超ときめき♡宣伝部はなぜバズる? 「最上級にかわいいの!」2度目の特大ヒットを生んだ要因

超とき宣はなぜバズる?

 〈君に振られて最上級に可愛いの〉〈これが乙女の逆襲だ〉ーーTikTokを中心に広がりを見せているこのフレーズを、一度は耳にしたことがあるのではないだろうか。歌っているのは、辻野かなみ、杏ジュリア、坂井仁香、小泉遥香、菅田愛貴、吉川ひよりの6名からなるスターダストプロモーション所属のアイドルユニット 超ときめき♡宣伝部。彼女たちが1月24日にリリースし、2月5日付オリコン週間アルバムランキングで1位を獲得した最新アルバム『ときめく恋と青春』収録の楽曲「最上級にかわいいの!」が、TikTok総再生回数4億回を突破し、国境を超えてバズっている。そこで本稿では、チャートに基づいてバズの要因を分析するとともに、“バズるアイドル”こと「とき宣」の魅力、そして本楽曲の人気の理由を掘り下げていく。

超ときめき♡宣伝部 / 「最上級にかわいいの!」Live at 横浜アリーナ(2024.01.27)

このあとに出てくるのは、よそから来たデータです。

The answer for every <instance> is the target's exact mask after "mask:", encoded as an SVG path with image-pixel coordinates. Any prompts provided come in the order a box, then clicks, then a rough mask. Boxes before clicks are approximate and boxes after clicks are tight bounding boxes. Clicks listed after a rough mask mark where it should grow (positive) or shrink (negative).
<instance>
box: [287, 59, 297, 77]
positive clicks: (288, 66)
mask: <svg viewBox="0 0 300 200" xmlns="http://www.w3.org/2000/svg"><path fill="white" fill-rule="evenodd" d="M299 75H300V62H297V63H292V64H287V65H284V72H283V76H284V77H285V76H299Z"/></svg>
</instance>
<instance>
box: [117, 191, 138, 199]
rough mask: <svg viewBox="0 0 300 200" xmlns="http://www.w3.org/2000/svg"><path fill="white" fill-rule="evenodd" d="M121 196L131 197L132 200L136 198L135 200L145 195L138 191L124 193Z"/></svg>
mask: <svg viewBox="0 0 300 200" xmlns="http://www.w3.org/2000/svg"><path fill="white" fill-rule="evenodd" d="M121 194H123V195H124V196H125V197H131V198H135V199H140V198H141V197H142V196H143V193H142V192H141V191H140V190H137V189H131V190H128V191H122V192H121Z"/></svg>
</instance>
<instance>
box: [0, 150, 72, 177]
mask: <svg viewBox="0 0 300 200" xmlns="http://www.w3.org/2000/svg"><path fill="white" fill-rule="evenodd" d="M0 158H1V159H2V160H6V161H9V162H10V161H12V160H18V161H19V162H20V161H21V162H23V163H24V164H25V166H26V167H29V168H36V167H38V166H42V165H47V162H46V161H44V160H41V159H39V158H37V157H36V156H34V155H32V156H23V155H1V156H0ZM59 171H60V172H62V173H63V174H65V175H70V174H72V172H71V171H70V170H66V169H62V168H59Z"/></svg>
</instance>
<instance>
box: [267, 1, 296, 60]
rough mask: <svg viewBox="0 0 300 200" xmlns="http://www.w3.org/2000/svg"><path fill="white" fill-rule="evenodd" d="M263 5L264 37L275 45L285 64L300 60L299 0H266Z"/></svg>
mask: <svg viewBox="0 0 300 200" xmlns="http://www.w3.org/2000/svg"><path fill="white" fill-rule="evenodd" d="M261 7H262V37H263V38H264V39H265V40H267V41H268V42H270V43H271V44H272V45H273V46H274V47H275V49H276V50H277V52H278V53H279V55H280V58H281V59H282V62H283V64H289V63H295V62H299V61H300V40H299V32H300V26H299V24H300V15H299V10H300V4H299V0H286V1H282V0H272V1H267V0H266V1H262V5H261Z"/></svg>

 超ときめき♡宣伝部といえば、2018年に旧体制の「ときめき♡宣伝部」としてリリースした「すきっ!」を現メンバーで再録した「すきっ!~超ver~」が、2021年に大流行。インドネシアにおけるSpotifyのデイリーチャート「バイラルトップ50」で首位を獲得したことからも分かるように、海を超えてリスナーを集め、一躍その名を周知させた。

 今回、「最上級にかわいいの!」が流行し始めた背景にあるのは、UGC(ユーザー生成コンテンツ)の増加だ。発端となったのは、グループの公式SNSアカウントによる動画投稿である。公式TikTokアカウント(@tokisen_official)から2月2日に投稿されたメンバーの私服のダンス動画は、4月1日時点で162.7万回再生を突破。2月14日に公式YouTubeとTikTokに投稿されたパフォーマンス初披露時のライブ映像(1月27日横浜アリーナ公演)は、4月1日時点でそれぞれ130万回再生(YouTube)と257.8万回再生(TikTok)を記録している。

 このライブ映像が楽曲の人気を後押しする着火剤となったことは、UGCの推移からも読み取ることができる。リリース直後は、グループ公式アカウントとメンバー・菅田愛貴の個人アカウント(@akisudaofficial)に加え、FRUITSZIPPERの櫻井優衣や松本かれんなど同世代の女性アイドルも関連動画を投稿。二人の投稿には菅田や同じくメンバーの小泉遥香もコメントを寄せ、交流する様子が窺えた。アルバムリリースの1月24日からライブ映像が公開された2月14日頃までの期間には約4,000件の関連動画が投稿され、UGCは比較的緩やかに増加していたと言える。

 こうして楽曲が徐々に浸透していくタイミングで、バレンタインデーとなる2月14日にライブ映像が公開されてTikTokで本格的な“バズ”を生むと、同月後半からはジュニアのメンバーや森香澄、Z世代に人気のインフルエンサーなどが次々にダンス動画を投稿。国内での流行に後押しされてTikTok「Top50」で2位に、同じくTikTok「Viral50」では4位にランクインする傍ら、3月にはTWSやRIIZE、さらには2400万人以上のフォロワーを持つTOMORROW X TOGETHERといった人気K-POPグループが、TikTok、InstagramにUGCを投稿し始めた。上記グループが楽曲を使用したことで、「とき宣」とは異なるファン層の元にも本楽曲が届き始めることとなった。

 こういった動きに裏打ちされた楽曲の認知度は数字にも表れており、3月27日に公開されたBillboard JAPAN「TikTok Weekly Top20」では3位にランクイン。加えて、Spotifyが独自に指標化した「今SNSで最も話題になっている曲」を表す「バイラルトップ50」でも16位に位置付けた。リリースから2カ月が経過した現在もUGC投稿数は右肩上がりで、ライブ映像を公開した2月14日に約4,000件ほどだった関連動画の投稿件数は4月1日までに約55,400件へ増加。なんと約1カ月強で10倍以上に跳ね上がる結果となった。